Daí que não será demérito desconfiar, não será uma afronta ao outro e a si mesmo a imposição de limites. E não infundado o ditado dizendo que seguro morreu de velho. Do mesmo outro aquele outro dizendo que as palavras e os segredos dependem apenas do vento. E a tempestade logo estará formada.
Então desconfie. E desconfie de tudo. E saiba compreender as mil faces de cada ação humana. Cristo foi traído e você talvez não mereça as mesmas moedas de ouro. Até sua roupa se rasga num instante que imagina estar bem vestido.
Desconfie do outro e desconfie de si mesmo. O não atenderá eternamente suas expectativas de confiança. E você de repente se sente traído pelo que você mesmo faz.
Desconfie do sorriso largo em feição não acostumada a sorrir. As feições mudam pela intencionalidade da ação, e a que será tomada poderá não ser das melhores.
Desconfie do caminho silencioso demais. As folhagens possuem olhos, os labirintos possuem mãos ávidas e as curvas possuem surpresas. E todos podem irromper encontros desagradáveis.
Desconfie sempre do presente de um desconhecido. Ninguém é tão bonzinho assim para estar distribuindo oferendas sem desejar algo em troca. E o mais perigoso é que sempre deseja receber muito mais.
Desconfie do jardim florido em época de outono. Ou as flores são de plástico ou armadilhas iludem para chamar sua presença. E mais perigoso ainda porque o apaixonado sempre avista cor e perfume nas flores mortas.
Desconfie do barulho vindo de casa abandonada, principalmente quando a porta e a janela estão batendo. Pergunte ao vento o que poderá encontrar. Mas como vento não volta, então é melhor não entrar.
Desconfie da esmola grande demais. Dizem, e com razão, que até o santo desconfia. E desconfia porque quem doa além da medida quem receber além da possibilidade do outro em pagar. E mantê-lo no seu caderno como eterno devedor.
Desconfie de uma abelha. E mais ainda de duas abelhas. E muito mais se forem quatro ou cinco, e quando não há melado por perto. Desconfie e corra sem olhar o enxame que vem atrás.
Desconfie de político, da política, dos governantes, das autoridades governamentais, de quem defende partido ou candidato. E por razões mais que óbvias.
Desconfie do rangido da cancela se abrindo, do gemido da porteira se afastando, dos passos na sua direção, do barulho da porta sendo batida.
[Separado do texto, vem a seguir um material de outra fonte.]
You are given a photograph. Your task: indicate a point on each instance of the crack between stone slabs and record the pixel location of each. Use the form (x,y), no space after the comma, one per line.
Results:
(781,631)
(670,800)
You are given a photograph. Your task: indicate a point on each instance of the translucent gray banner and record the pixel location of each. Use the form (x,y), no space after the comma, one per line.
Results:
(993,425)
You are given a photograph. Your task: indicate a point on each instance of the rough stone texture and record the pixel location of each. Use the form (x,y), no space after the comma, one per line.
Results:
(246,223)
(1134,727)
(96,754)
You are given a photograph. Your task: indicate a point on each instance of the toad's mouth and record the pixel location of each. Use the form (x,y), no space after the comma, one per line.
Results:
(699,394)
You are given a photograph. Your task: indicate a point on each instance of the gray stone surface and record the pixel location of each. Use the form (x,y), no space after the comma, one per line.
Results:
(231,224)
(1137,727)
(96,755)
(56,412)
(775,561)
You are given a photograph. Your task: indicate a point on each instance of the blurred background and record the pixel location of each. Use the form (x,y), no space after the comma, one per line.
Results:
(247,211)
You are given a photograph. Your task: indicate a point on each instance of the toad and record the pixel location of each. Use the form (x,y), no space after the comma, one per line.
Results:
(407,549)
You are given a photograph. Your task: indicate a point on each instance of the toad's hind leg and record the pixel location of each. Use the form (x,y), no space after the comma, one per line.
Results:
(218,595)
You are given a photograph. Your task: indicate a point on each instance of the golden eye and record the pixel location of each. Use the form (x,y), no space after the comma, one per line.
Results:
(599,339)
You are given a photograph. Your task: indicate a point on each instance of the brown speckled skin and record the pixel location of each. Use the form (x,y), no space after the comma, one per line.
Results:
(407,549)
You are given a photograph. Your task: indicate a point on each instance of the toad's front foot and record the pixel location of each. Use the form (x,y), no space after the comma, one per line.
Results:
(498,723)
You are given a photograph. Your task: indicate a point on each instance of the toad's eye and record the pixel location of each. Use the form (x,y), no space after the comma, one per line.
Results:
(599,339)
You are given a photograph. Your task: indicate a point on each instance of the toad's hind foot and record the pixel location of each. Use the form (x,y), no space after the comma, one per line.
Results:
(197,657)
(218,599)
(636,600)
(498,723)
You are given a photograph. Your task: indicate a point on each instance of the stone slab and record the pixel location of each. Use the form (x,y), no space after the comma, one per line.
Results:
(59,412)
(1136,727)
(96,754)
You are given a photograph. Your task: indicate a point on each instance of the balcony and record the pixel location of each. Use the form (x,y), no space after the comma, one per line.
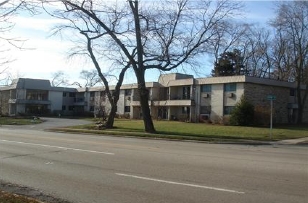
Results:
(184,102)
(26,101)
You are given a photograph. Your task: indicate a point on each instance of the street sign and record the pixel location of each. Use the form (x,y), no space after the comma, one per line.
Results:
(271,97)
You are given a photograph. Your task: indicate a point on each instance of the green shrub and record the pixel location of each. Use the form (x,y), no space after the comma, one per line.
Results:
(243,113)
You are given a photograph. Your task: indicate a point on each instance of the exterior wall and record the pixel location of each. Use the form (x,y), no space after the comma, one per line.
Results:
(167,98)
(4,102)
(257,94)
(217,101)
(56,99)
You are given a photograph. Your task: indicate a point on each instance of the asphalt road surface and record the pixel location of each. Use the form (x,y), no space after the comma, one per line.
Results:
(89,169)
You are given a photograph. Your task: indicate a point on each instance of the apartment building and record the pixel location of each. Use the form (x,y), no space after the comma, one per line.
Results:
(174,96)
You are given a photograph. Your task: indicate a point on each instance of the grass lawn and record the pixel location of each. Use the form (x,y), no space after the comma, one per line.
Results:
(198,131)
(18,121)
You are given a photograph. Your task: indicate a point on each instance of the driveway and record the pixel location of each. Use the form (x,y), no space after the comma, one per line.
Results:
(51,123)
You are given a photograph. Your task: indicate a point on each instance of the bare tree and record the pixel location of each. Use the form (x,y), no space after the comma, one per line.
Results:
(7,10)
(257,51)
(291,27)
(59,78)
(162,35)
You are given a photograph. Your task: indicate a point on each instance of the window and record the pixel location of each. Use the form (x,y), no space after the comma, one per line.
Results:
(128,92)
(206,88)
(292,92)
(127,109)
(186,92)
(72,94)
(230,87)
(228,110)
(185,110)
(205,109)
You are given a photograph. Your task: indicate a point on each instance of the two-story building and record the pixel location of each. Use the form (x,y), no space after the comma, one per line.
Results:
(174,96)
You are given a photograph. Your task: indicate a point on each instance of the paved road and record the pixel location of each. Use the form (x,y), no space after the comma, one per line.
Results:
(85,168)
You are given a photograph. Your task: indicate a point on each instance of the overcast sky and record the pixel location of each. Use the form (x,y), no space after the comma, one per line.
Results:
(46,54)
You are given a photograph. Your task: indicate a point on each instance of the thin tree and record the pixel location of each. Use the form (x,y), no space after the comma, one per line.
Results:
(291,31)
(163,35)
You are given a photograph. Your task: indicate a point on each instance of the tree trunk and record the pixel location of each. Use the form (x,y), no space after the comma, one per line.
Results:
(111,116)
(144,103)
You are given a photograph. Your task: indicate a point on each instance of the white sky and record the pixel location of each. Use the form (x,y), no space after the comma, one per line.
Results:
(47,54)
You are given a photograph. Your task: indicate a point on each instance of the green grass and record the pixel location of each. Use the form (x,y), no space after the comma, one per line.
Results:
(198,131)
(18,121)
E desconfie ainda mais se depois de abrir a porta você não encontrar ninguém.
Desconfie da estrada florida, dos caminhos atapetados de flores do campo. As serpentes esperam dias a fio qualquer calcanhar, e se escondem entre as belezas para melhor dar o bote e fazer o mal.
Desconfie sempre de quem não cumpre compromissos, de quem nunca chega na hora marcada e de quem outra coisa não faz senão dizer aquilo não se repetirá, pois certamente ele repetirá a não obediência a qualquer coisa.
Desconfie dos olhos vermelhos, das faces esmaecidas, do desleixo, do desprezo pela vida. Sintomas de muitas enfermidades, tanto pessoal como orgânica e espiritual, principalmente de uma doença avassaladora chamada droga.
Desconfie do barulho estranho no meio da noite, dos passos ouvidos no meio da noite, das sombras surgidas no meio da noite. E se você não tem gato, cachorro ou qualquer animal, nem precisa desconfiar. Alguém inesperado lhe faz uma inesperada visita.
Desconfie da nuvem escura em tempo aberto. Desconfie do pingo debaixo do sol. Desconfie do horizonte escurecido e da distância de onde você está sua casa. Até que chegue já estará encharcado de chuva.
Desconfie da palavra e até do silêncio, do repentino grito ou da mudez longa demais. Desconfie do relógio, do espelho e de toda pessoa dizendo que você parece cada vez mais jovem. E tem gente que ainda acredita.
Desconfie da vida. Mas não há como desconfiar da morte. Eis o que sempre se confirma.